Sans-culottes y chalecos amarillos coinciden en poco. Es cierto que tanto en la Revolución francesa como ahora, la cólera de las clases populares urbanas y rurales se inició por el empobrecimiento ocasionado por la carestía de la vida -antes, de los cereales y el pan, hoy del combustible-, así como por el incremento imparable de los impuestos y la percepción de su injusticia. También, por la crisis económica -la agraria en la época revolucionaria y la del cambio de modelo energético, el impacto digital o las migraciones en la actualidad-. Pero, en todo lo demás, que es mucho, difieren bastante.

Los desarrapados revolucionarios contaban con una sólida impronta ideológica, cimentada en los enciclopedistas y la ilustración. Aunque el caldo de cultivo de aquellas históricas convulsiones fuera económico, detrás estaba un ansia de cambio de modelo, con una doctrina tan sólida que ha llegado a nuestros tiempos en Francia y en medio mundo.

Los chalecos amarillos, sin embargo, carecen de referencias políticas o intelectuales consistentes. Ahí se mezclan ciudadanos de todo tipo, como se puede advertir cuando te los cruzas por la calle. Al preguntar a sus portavoces por las ideas del movimiento, de inmediato apelan al precio del diésel, al abandono por el Elíseo de las provincias o a la presión fiscal que no grava a los ricos y asfixia a las clases medias.

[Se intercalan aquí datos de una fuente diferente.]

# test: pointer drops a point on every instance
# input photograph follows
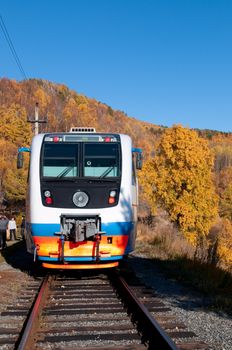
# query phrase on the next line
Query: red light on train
(112, 197)
(48, 200)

Ni el más mínimo elemento identificable en las categorías de pensamiento tradicionales, sino el foco puesto exclusivamente en cuestiones de orden práctico ligadas al día a día para amplios sectores de la población.

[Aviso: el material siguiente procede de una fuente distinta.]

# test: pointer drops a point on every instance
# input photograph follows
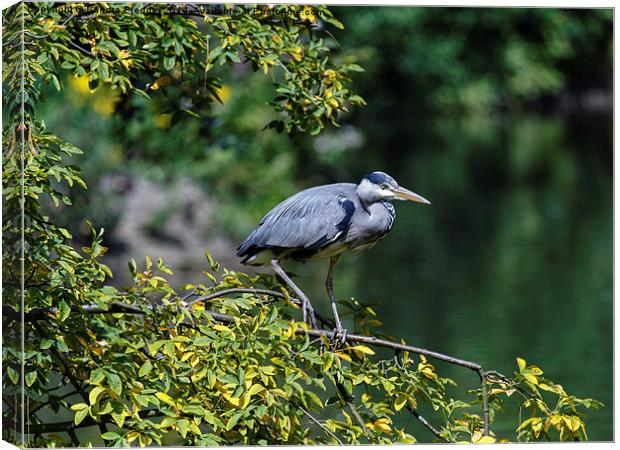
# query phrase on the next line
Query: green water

Tal vez este peculiar fenómeno de sustitución de las ideas por la gasolina guarde relación con la decadencia de la representación política, alejada de los problemas reales y ensimismada en sus cuitas internas o externas. La calculada ubicuidad y ausencia de principios en los nuevos agentes políticos puede estar generando situaciones como estas, que se sabe cómo empiezan, pero no cómo terminan. De hecho, el transversal y desideologizado líder francés triunfó precisamente a lomos de este postureo, que cambia a medida que avanzan los acontecimientos, como ha sucedido esta vez al dar marcha atrás a las medidas impopulares sobre la fiscalidad del carburante y acto seguido declarar como Júpiter redivivo que la soberanía reside en el pueblo, que no debe dejarse amedrentar por grupos de personas que la amenazan con manifestaciones por las calles.

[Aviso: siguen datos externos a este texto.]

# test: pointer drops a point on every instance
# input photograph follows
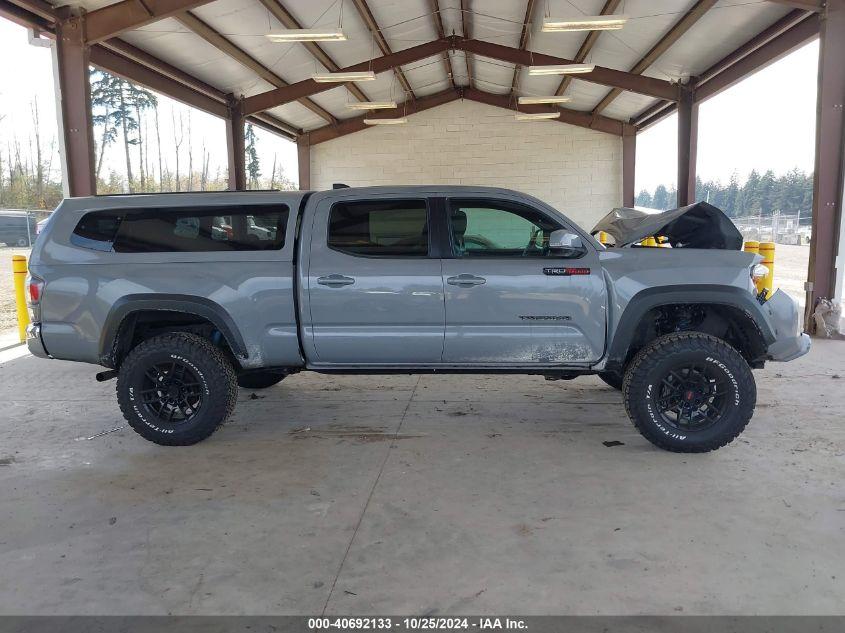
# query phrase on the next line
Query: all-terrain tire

Como se puede observar, abandonar el ámbito de las ideas y constituir un gobierno en exclusiva sobre cuestiones coyunturales, conduce a este estado de cosas. Ningún viento es bueno para quien no sabe a que puerto se encamina, escribe Séneca en una de sus cartas a Lucilio. Y esto parece estar sucediendo en Francia, en que pese a identificar los desafíos principales para la economía o las demás cuestiones sociales fundamentales, se opta por abordarlos sin prudencia ni criterio y encima con una pésima comunicación a la sociedad, generando con ello un malestar popular notable con perspectivas de convertirse en un severo problema.

Con todo, sospecho que Victor Hugo lo tendría complicado para crear nuevos protagonistas de los miserables con quienes salen a los bulevares parisinos cada sábado. De desarrapados tienen más bien poco.